For the evaluation of articular cartilage, specific methods should be used: three methods permit a very specific measure of the cartilage biochemical state: PD mapping directly measures water content, magic-angle imaging is a specific measure of collagen ultrastructure and charge-based methods (either dGEMRIC or sodium MRI) provide a specific measure of the GAG distribution.

For practical clinical applications, the whole picture seems less attractive: out of the specific techniques, only dGEMRIC can be used when keeping in mind above-mentioned drawbacks and major disagreements in literature concerning resulting T1 values. For the evaluation of the collagen component, the less specific technique of T2 mapping is used, and although a correlation is found between MT rate and collagen damage, it still remains unclear whether this technique has sufficient sensitivity and specificity to be used in clinical cartilage imaging. The evaluation of the water component poses even more problems, as the clinical use of diffusion imaging seems precluded because of limited resolution and motion artifacts.
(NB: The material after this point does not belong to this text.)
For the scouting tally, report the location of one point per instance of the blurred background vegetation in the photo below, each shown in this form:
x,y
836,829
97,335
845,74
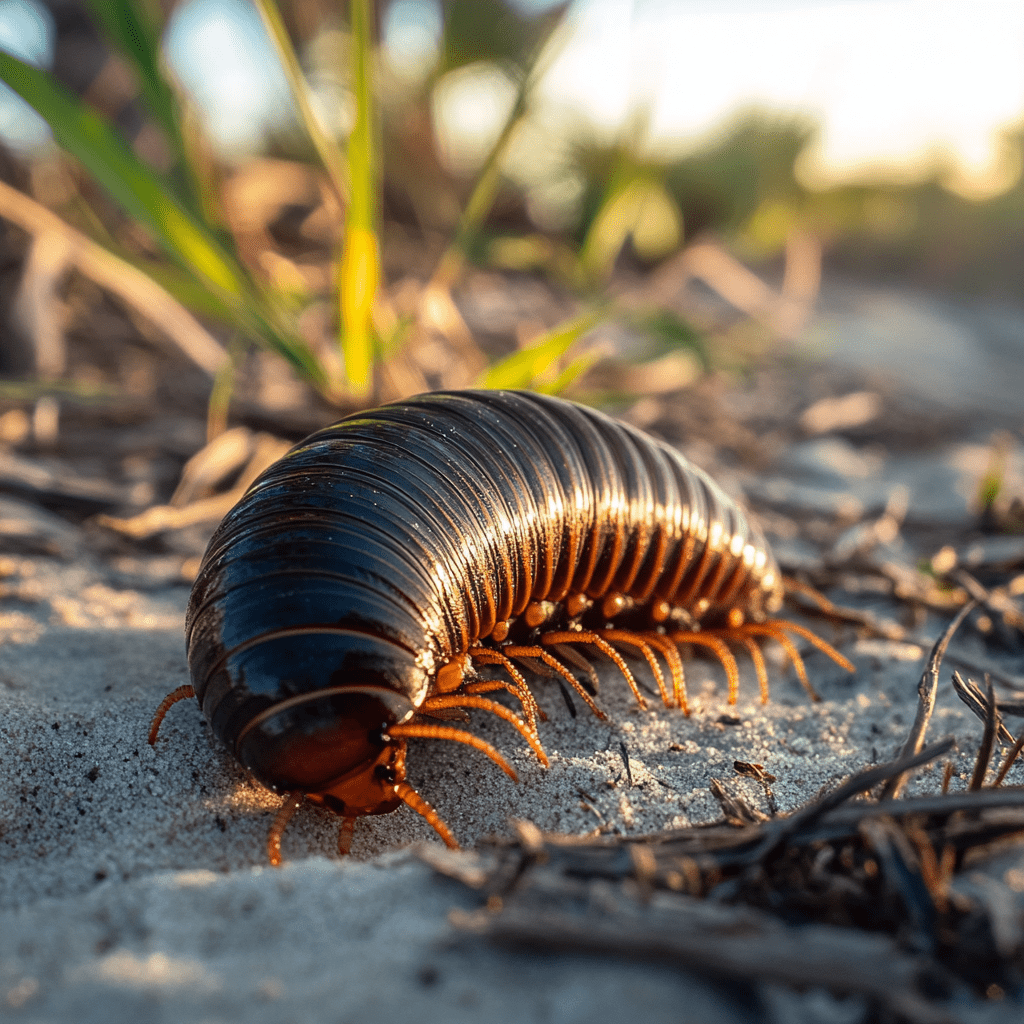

Concerning clinical imaging of articular cartilage the overall long acquisition schemes (i.e., patient motion), the 2-h interval needed for dGEMRIC and the need for image post-processing preclude a widespread use in daily clinical practice. Suggested solutions might be the use of higher field systems (3 T); however, susceptibility artifacts, inevitably present in each patient after surgical cartilage repair procedures, are enforced in higher field systems and thus possibly disabling correct image interpretation. Further work is necessary to deal with this issue. Another approach might be to limit the field of view to a specific cartilage area, enabling the shortage of acquisition time or the use of small surface coils to improve the signal-to-noise ratio.

Although these conclusions seem disenchanting for clinical cartilage imaging, further refinement of existing methods and development of new techniques may in the event lead to imaging protocols ready for daily use able to reveal both the morphology and biochemical content of cartilage lesions and cartilage repair tissue.